In this paper, a robust multi-view knowledge transfer-based rough fuzzy c-means clustering algorithm (MKT-RFCCA) is proposed. First, in order to overcome the restriction of traditional clustering algorithms based on single view, different distance metrics are adopted as multiple views to identify different data structures and satisfies the diverse clustering demands in the real world. Second, the objective function of MKT-RFCCA is constructed by introducing the transfer learning mechanism. The objective function fully exploits and utilizes the potential information with complementarity and consistency between multiple views, thus improving the capability of the algorithm to handle uncertain information. In addition, in order to reduce the sensitivity of the algorithm to random cluster centroids, an initialized cluster centroids selection strategy for image segmentation is presented, which is helpful to generate more accurate and stable clustering results. Finally, a distance-based adaptive threshold determination mechanism is proposed to determine the lower approximation and boundary region in rough fuzzy clustering. It eliminates the drawbacks of manually setting the threshold parameter and improves the robustness. Satisfactory experimental results obtained on synthetic datasets, real-world datasets, and noise-contaminated Berkeley and Weizmann images validate the performance of MKT-RFCCA.

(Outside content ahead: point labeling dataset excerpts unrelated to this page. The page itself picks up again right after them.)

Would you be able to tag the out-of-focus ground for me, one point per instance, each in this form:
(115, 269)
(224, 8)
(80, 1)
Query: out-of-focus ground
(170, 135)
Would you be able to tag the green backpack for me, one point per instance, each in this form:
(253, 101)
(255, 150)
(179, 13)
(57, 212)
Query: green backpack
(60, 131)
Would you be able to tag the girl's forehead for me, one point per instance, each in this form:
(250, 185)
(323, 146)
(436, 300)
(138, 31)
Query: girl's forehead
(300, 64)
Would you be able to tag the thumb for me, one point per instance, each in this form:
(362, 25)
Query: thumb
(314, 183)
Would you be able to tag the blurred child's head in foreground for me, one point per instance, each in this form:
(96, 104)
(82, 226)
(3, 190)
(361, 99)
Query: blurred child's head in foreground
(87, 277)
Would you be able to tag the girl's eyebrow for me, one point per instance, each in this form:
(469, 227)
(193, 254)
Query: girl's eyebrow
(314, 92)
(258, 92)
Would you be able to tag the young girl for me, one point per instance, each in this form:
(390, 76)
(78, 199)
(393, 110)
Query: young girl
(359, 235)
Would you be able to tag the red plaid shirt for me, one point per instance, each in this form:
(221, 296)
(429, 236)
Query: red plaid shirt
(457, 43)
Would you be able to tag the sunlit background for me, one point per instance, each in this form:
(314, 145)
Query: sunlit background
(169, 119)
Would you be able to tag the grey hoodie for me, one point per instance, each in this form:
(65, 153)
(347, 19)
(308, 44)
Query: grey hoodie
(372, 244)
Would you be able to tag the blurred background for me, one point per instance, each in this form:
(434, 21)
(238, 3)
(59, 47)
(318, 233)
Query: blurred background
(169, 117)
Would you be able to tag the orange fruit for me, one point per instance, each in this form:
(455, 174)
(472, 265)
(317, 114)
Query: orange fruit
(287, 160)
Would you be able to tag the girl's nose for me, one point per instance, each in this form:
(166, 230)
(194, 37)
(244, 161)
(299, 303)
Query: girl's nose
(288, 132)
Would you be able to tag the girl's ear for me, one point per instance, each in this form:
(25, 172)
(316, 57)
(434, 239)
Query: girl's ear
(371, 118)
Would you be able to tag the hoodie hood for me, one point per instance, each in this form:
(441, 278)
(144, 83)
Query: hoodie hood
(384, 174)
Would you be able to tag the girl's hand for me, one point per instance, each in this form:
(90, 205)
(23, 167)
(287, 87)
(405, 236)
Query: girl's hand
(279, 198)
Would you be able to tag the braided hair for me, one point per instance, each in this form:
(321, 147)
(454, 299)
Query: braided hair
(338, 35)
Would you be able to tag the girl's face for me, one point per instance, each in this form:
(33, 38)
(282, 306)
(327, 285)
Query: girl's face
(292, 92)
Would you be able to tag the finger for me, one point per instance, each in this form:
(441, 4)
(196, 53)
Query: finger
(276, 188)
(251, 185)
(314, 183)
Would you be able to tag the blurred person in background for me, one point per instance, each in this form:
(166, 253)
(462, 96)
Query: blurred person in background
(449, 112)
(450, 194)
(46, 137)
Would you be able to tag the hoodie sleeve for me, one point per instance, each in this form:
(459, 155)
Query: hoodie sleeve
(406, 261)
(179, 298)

This work focuses on the clustering objective function of intra-cluster compactness and ignores other clustering criteria. One of our future studies aims to construct various complementary objective functions and perform multi-view rough fuzzy clustering under multiple objective functions. In addition, we will design more effective transfer mechanisms to further enhance the clustering performance and introduce evolutionary optimization strategies to find the global optimal scheme.